# Hobby 750 GELC Tyre pressures - got Tyrepal



## riverboat2001 (Apr 2, 2009)

Hi All,

Never really bothered with tyre pressures, but was given a Tyrepal kit, and would love to take the plunge and actually fit them (they've been sitting in the living room for the last 8 months)

So from perusing the forums it appears i should have 80psi in the rear, but what should i put in the front

It's a Hobby 750 GELC tag axle with Michelin Camping XC all round.

Left it really late, but we're off to France for a month in the next four days, so any advice really appreciated.

Cheers All


----------



## 747 (Oct 2, 2009)

To be quite honest, I would check the date stamp on your tyres before you do anything.

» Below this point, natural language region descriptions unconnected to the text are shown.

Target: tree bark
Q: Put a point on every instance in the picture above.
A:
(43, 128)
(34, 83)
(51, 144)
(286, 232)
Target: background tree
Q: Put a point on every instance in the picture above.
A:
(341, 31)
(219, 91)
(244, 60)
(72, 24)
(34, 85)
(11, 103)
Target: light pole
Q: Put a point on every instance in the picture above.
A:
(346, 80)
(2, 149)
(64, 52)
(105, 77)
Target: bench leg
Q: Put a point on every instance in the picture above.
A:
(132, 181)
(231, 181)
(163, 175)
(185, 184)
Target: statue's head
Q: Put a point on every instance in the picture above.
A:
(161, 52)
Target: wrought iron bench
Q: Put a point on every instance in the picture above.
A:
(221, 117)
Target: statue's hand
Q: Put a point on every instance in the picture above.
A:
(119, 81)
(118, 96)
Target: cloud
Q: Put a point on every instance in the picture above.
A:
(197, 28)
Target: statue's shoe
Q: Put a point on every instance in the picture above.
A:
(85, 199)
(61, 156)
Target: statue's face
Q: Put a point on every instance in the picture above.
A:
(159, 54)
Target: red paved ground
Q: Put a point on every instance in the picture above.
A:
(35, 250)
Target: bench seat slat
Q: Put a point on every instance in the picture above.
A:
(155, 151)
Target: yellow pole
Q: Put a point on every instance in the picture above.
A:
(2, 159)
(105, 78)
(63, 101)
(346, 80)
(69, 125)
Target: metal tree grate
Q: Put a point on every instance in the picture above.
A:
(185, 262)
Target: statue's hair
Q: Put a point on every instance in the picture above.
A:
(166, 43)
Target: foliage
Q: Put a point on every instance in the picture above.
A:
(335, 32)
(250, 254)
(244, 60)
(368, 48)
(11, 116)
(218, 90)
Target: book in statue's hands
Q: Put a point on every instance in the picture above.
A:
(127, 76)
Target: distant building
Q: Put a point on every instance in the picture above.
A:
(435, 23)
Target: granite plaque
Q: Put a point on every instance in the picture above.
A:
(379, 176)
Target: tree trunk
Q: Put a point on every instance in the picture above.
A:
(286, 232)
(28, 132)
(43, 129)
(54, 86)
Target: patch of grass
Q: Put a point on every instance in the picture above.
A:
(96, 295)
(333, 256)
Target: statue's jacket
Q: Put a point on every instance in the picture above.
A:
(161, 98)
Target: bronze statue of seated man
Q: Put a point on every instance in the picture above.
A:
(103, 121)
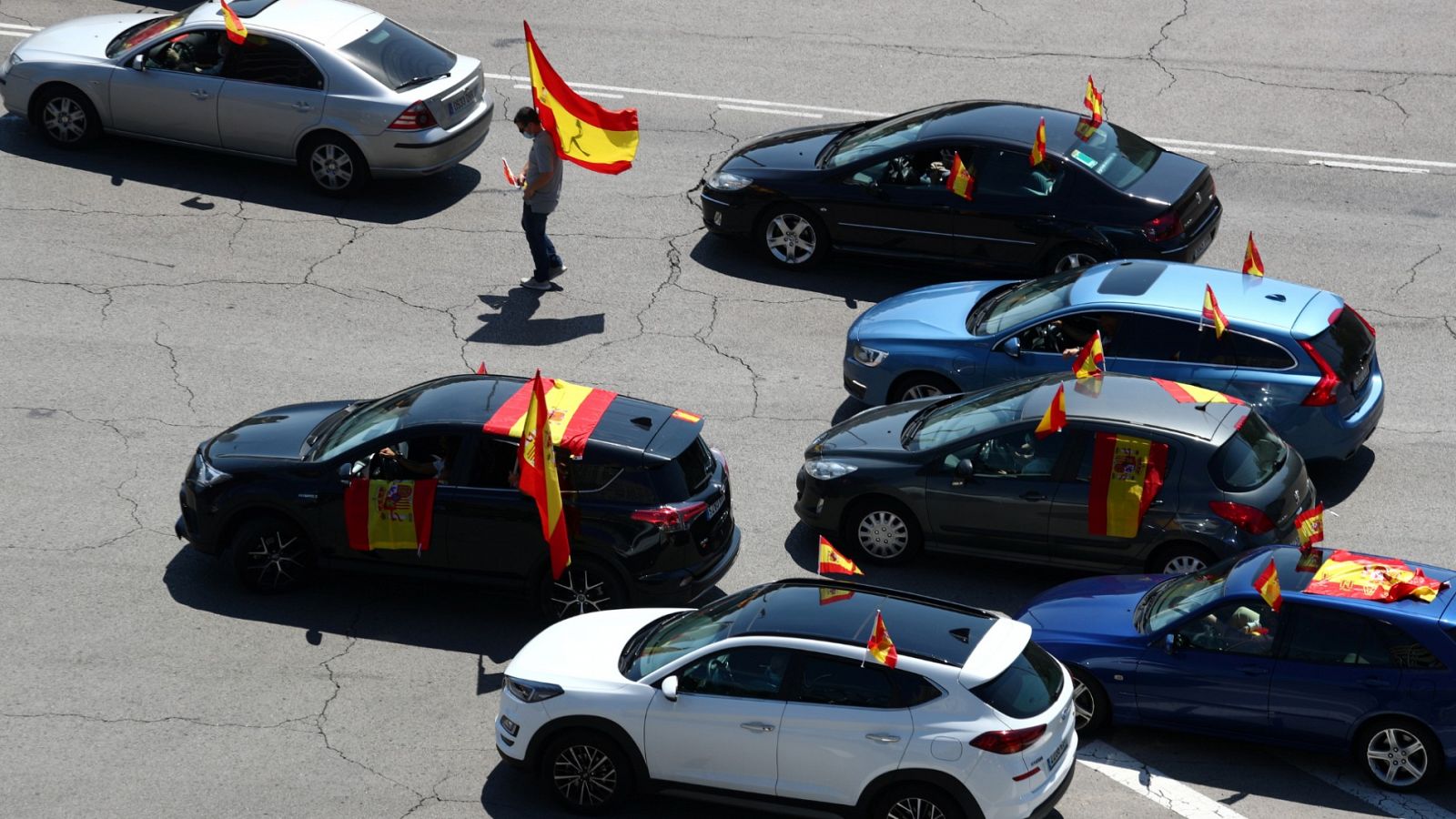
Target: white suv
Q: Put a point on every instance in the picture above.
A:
(768, 694)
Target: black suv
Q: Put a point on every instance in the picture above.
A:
(647, 504)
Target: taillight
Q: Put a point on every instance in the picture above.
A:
(1324, 392)
(1009, 741)
(670, 518)
(1162, 228)
(415, 118)
(1245, 518)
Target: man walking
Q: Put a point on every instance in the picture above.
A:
(541, 194)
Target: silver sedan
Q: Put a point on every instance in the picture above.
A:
(329, 86)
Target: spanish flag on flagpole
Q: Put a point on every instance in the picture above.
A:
(586, 133)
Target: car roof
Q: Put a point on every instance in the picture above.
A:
(1136, 401)
(1249, 300)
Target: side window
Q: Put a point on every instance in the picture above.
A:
(269, 60)
(754, 672)
(1234, 629)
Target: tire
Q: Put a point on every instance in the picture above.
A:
(586, 586)
(66, 118)
(793, 238)
(885, 531)
(921, 385)
(586, 773)
(271, 554)
(1179, 559)
(916, 802)
(1400, 755)
(334, 165)
(1089, 702)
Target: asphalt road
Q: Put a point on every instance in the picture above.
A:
(152, 296)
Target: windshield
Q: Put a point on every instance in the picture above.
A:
(145, 31)
(956, 420)
(1026, 302)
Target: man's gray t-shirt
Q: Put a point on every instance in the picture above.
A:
(543, 159)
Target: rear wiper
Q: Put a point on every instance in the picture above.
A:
(419, 80)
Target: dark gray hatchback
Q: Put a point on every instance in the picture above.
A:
(966, 474)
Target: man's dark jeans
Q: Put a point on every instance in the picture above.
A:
(543, 254)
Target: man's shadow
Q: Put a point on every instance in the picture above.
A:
(513, 322)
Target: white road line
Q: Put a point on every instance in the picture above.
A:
(771, 111)
(1363, 167)
(1404, 804)
(1152, 784)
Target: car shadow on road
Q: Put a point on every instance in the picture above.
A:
(201, 177)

It's a while since Michelin produced the XC tyres, they have made the Agilis ones for camping cars instead. They could well be ready for changing.


----------



## riverboat2001 (Apr 2, 2009)

Well, i could only find the date stamp on one tyre, and it's 7 years old.

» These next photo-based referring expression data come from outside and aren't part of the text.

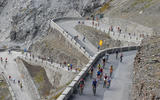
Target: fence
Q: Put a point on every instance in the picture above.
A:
(74, 84)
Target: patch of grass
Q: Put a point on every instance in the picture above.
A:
(2, 84)
(39, 77)
(142, 1)
(2, 97)
(56, 96)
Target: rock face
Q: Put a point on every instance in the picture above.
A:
(4, 90)
(144, 12)
(95, 36)
(23, 20)
(55, 46)
(146, 76)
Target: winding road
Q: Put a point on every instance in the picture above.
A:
(121, 81)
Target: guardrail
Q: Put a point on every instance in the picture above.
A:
(74, 84)
(68, 18)
(70, 39)
(13, 94)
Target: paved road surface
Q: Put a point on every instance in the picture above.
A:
(121, 81)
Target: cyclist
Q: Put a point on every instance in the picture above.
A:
(94, 85)
(81, 86)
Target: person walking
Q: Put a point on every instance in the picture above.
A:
(98, 75)
(1, 59)
(104, 61)
(94, 86)
(68, 66)
(81, 84)
(109, 82)
(117, 54)
(111, 70)
(91, 72)
(84, 38)
(105, 80)
(121, 57)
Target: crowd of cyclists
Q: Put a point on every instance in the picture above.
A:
(101, 74)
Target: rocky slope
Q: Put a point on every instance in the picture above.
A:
(146, 77)
(145, 12)
(55, 46)
(95, 36)
(4, 91)
(23, 20)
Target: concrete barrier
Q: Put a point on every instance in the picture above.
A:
(74, 84)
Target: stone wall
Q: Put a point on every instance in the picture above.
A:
(146, 75)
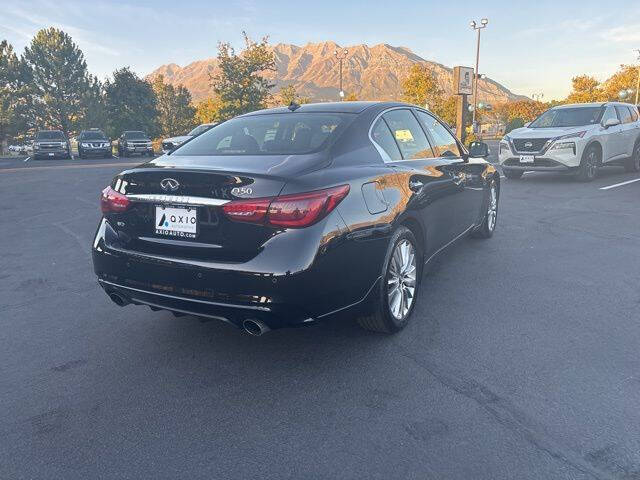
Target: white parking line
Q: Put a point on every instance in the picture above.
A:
(620, 184)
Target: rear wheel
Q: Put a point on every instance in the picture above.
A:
(488, 225)
(589, 165)
(400, 283)
(513, 174)
(633, 163)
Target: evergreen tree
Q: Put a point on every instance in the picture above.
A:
(59, 79)
(240, 83)
(130, 104)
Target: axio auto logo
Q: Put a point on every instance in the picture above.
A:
(169, 184)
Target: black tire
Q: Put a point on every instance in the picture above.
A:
(632, 164)
(513, 174)
(490, 218)
(382, 319)
(588, 169)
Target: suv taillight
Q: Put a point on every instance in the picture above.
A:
(113, 202)
(298, 210)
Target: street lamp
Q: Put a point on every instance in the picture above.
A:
(341, 56)
(475, 26)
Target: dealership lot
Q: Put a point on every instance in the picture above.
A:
(521, 362)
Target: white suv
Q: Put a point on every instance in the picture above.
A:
(579, 138)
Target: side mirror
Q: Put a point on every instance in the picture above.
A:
(479, 149)
(611, 122)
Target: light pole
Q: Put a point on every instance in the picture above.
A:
(475, 26)
(638, 82)
(341, 56)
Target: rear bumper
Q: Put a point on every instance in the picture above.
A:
(345, 276)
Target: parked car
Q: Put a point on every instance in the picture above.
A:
(51, 144)
(285, 216)
(94, 142)
(134, 142)
(577, 138)
(169, 144)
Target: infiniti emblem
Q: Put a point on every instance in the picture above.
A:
(169, 184)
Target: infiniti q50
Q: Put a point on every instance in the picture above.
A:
(283, 217)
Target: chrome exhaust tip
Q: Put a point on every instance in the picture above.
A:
(118, 299)
(254, 327)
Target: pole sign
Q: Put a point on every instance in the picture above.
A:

I've left it too late to order new tyres, so thought i'll have to do the best i can.


----------



## 747 (Oct 2, 2009)

You probably have a front axle rating of around 2,000 Kg, so your front should be close to 80 psi. Your rear axles should be 1,500 Kg EACH and should be less than 80 psi. 60 psi should be about right but I run mine at around 75 psi on the same Alko axles. The van feels OK and behaves properly if I have to brake hard. It is just my own way of thinking but I believe a higher pressure is better for tyres when they are stationary for long periods. The trouble is that my Insurance Company might make a claim null and void by saying the tyre pressures were incorrect and contributed to an accident.


----------



## Glandwr (Jun 12, 2006)

You speak knowlegablly 747. Do you refer to tables? If so where can I find them? front axle 2.1 tonne, rear 4.2 (twin wheel single axle)  

Dick


----------



## 747 (Oct 2, 2009)

Hi Dick,

I have a similar layout to the Hobby. In fact if I ever change my van it will be one of those I would buy.

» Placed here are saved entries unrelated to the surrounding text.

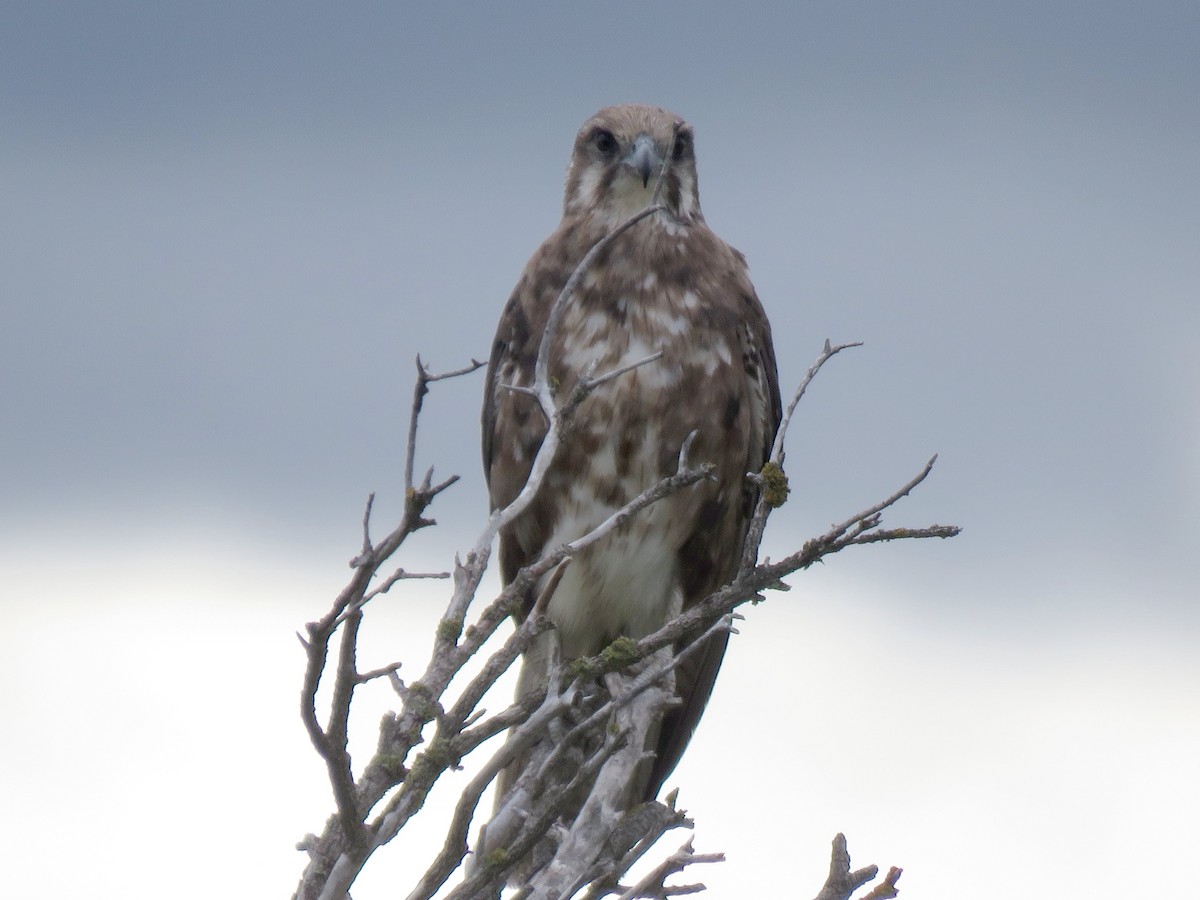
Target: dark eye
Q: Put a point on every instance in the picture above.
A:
(605, 142)
(682, 148)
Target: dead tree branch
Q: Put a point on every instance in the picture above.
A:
(594, 707)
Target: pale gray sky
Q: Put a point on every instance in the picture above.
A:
(228, 228)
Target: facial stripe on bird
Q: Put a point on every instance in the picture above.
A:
(618, 157)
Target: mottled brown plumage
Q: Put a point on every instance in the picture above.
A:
(667, 285)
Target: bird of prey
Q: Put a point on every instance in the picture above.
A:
(666, 285)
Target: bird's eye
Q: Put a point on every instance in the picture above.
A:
(683, 145)
(605, 142)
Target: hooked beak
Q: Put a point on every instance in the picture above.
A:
(643, 159)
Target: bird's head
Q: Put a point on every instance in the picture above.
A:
(618, 159)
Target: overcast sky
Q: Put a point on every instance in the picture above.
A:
(228, 228)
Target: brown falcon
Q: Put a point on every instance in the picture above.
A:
(667, 285)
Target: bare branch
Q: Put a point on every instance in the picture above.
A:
(843, 882)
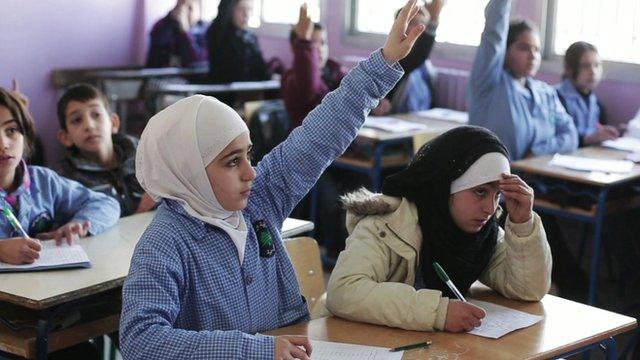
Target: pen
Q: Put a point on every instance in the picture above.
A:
(13, 221)
(411, 346)
(445, 278)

If it is tables you want then have this one on me.


----------



## riverboat2001 (Apr 2, 2009)

Thanks 747.

Most people seem to put 80 in the rear, i'm hoping to get to weighbridge on Wednesday to check my loading. I think, going by past experience, that i'm well under the maximum load.

My Alko plate says :

Axle 1 1850kg
Axle 2 1500kg
Axle 3 1500kg


Cheers


----------



## Yaxley (Jul 25, 2008)

Hi Riverboat.
I have a similar van and similar tyres.
I put 80psi in the back and 65psi in the front.
Ian


----------



## 1neil (Jan 28, 2012)

I have a tag axle Hobby that has air suspension. I run it with 65 psi in the Michelin Agilis tyres on the front and 58 psi in the Mitchelin XC's at the rear. These are the pressures that the previous owner had used.
I did increase the pressures for one of our trips but have dropped them down again as I found the ride was to hard at the higher pressure.
I'm normally running about 200 kilo's below the maximum weight.
You can email your axle weights to Mitchelin and they will suggest tyre pressures.


----------



## peribro (Sep 6, 2009)

My van has an Alko chassis with 1,500kg max weights on the rear two axles. The converter's recommended pressures at 1,500kg are 3.5bar which equates to 51psi. 80 psi on the rear axles strikes me as much too high.


----------



## 747 (Oct 2, 2009)

It certainly rattles your best china when you hit a pothole. :wink:


----------



## VanFlair (Nov 21, 2009)

It depends on tyre size as well as axle loading. Our Iveco manual has a table for Michelin agilis 81 tyres of a couple of different sizes.

If you want to post sizes I twill try to copy the table when home in a couple of days.

I know it is normal to quote 80psi now but my table from 7 years ago does not follow that rule.

Martin


----------



## womblevra (Jul 20, 2010)

BUMP


----------



## kenny (Jun 4, 2005)

*tyers*

hi i have a hobby 700 my pressure is 60 in front and 65 in rear never had any problems and my garage is well loaded with scooter plus wind surfing gear in fact you would have trouble getting any thing in when loaded i get no bad wear on any wheels and it is a softer ride , the pressure is in my hobby book Kenny


----------